CIDER: Boosting Memory-Disaggregated Key-Value Stores with Pessimistic Synchronization
This addresses performance issues for systems using memory-disaggregated key-value stores, representing an incremental improvement with a novel method for a known bottleneck.
The paper tackled the performance bottleneck in memory-disaggregated key-value stores caused by redundant I/Os from optimistic synchronization, and proposed CIDER with pessimistic synchronization, achieving up to 6.6x throughput improvement under the YCSB benchmark.
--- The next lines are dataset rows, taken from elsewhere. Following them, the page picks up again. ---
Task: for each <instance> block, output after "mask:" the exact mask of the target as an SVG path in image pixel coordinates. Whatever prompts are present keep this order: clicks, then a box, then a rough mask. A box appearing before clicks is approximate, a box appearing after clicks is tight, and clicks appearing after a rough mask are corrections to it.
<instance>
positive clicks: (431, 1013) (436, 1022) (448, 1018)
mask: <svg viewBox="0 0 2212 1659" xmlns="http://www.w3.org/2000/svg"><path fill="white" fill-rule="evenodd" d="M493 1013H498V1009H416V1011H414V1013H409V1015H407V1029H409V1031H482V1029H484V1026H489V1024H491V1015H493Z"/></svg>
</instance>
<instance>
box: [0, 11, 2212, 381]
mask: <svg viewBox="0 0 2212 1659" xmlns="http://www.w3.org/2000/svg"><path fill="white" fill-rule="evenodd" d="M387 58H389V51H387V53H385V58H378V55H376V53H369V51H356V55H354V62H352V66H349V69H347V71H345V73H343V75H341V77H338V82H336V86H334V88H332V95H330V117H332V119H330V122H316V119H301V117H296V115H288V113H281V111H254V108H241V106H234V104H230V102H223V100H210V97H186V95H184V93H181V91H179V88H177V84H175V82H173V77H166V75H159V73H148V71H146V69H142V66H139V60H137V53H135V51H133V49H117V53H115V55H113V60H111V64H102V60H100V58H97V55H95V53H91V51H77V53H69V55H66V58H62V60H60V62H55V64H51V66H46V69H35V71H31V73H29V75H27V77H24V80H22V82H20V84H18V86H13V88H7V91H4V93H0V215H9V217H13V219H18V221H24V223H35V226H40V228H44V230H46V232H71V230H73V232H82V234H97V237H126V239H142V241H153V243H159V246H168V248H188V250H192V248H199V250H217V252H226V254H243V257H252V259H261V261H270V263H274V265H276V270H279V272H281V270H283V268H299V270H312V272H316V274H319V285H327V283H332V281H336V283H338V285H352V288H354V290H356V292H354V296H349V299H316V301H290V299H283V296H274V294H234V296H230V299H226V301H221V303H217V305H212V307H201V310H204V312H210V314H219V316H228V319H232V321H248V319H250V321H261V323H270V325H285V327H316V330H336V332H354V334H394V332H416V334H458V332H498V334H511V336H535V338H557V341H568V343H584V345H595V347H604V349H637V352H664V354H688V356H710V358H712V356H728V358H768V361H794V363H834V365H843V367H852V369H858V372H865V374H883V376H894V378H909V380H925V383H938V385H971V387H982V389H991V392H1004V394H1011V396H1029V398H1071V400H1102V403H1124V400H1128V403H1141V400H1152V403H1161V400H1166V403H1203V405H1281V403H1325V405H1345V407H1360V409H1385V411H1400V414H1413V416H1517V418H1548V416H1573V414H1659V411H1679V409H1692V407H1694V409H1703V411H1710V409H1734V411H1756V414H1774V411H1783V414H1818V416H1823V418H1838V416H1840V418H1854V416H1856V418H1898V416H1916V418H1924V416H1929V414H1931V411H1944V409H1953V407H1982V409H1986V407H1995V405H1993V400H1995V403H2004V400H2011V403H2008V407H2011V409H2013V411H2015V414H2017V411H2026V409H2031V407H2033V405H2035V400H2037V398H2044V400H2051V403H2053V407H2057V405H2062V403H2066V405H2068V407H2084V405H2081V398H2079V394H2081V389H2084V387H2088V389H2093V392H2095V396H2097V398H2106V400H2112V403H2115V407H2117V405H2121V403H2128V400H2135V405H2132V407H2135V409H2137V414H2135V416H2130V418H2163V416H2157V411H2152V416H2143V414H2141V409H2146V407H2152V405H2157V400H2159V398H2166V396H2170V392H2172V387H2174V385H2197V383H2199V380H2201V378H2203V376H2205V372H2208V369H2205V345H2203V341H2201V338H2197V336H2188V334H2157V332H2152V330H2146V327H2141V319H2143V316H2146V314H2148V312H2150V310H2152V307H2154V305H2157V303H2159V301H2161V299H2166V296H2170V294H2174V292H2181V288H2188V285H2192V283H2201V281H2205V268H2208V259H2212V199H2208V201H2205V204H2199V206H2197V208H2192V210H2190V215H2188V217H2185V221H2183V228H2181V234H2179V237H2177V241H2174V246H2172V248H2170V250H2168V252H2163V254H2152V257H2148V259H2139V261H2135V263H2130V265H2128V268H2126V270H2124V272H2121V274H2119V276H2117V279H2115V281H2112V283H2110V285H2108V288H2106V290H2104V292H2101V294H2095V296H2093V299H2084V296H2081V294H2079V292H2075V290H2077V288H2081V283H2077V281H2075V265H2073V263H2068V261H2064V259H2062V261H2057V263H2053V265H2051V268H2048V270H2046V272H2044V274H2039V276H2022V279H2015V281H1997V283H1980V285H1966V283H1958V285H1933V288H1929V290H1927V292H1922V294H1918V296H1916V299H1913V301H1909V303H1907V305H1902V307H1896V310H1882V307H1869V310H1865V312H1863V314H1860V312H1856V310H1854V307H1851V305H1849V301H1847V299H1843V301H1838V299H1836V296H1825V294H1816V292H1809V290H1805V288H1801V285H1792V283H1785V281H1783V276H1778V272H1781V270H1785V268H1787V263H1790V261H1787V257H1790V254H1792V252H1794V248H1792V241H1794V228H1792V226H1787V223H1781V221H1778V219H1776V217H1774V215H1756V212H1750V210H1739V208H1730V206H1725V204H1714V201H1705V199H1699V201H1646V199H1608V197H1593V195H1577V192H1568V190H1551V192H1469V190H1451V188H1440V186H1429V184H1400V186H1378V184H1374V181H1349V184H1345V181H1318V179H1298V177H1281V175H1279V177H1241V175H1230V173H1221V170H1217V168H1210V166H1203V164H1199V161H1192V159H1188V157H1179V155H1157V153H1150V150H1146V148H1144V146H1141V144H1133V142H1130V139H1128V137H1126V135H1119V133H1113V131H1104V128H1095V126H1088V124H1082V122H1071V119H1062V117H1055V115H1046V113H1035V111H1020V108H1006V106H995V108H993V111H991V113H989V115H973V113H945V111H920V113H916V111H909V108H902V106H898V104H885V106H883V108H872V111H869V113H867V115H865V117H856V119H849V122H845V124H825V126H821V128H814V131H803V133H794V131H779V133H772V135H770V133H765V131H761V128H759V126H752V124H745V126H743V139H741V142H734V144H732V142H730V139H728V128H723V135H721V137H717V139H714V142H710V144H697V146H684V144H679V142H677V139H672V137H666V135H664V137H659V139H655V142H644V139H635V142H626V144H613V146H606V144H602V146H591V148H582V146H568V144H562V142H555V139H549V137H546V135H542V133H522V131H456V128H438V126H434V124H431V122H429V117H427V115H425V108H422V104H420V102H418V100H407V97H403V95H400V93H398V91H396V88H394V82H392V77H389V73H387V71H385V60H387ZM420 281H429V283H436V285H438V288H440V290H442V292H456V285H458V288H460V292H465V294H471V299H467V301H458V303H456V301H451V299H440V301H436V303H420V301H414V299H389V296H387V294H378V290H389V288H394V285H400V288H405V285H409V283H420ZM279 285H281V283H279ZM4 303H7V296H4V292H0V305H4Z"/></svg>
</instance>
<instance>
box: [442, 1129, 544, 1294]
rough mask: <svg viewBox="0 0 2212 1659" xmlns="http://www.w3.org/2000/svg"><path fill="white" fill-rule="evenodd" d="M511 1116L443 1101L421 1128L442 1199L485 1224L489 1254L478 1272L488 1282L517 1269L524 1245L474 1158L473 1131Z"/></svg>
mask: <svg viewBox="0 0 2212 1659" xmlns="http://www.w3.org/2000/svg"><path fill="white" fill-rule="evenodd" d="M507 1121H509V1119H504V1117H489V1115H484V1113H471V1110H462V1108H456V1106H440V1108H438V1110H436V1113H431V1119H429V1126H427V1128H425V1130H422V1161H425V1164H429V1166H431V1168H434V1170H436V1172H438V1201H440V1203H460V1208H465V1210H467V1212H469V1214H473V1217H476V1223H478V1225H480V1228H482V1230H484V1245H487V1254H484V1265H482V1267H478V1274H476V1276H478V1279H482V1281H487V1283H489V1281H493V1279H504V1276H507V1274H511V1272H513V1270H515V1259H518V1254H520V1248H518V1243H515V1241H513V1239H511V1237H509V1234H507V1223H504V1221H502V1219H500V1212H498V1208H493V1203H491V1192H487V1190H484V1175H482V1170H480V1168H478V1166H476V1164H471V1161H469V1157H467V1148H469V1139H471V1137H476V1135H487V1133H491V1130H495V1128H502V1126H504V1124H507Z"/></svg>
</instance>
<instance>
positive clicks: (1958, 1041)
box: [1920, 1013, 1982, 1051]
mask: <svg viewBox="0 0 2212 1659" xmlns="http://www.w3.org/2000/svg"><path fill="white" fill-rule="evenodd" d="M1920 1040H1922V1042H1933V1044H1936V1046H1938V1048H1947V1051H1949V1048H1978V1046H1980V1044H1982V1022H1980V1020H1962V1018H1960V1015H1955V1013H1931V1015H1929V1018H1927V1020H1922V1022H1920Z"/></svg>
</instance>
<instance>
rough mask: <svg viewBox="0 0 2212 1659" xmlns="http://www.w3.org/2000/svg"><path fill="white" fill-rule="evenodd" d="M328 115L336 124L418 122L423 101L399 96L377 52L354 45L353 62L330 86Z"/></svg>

Memory-disaggregated key-value (KV) stores suffer from a severe performance bottleneck due to their I/O redundancy issues. A huge amount of redundant I/Os are generated when synchronizing concurrent data accesses, making the limited network between the compute and memory pools of DM a performance bottleneck. We identify the root cause for the redundant I/O lies in the mismatch between the optimistic synchronization of existing memory-disaggregated KV stores and the highly concurrent workloads on DM. In this paper, we propose to boost memory-disaggregated KV stores with pessimistic synchronization. We propose CIDER, a compute-side I/O optimization framework, to verify our idea. CIDER adopts a global write-combining technique to further reduce cross-node redundant I/Os. A contention-aware synchronization scheme is designed to improve the performance of pessimistic synchronization under low contention scenarios. Experimental results show that CIDER effectively improves the throughput of state-of-the-art memory-disaggregated KV stores by up to $6.6\times$ under the YCSB benchmark.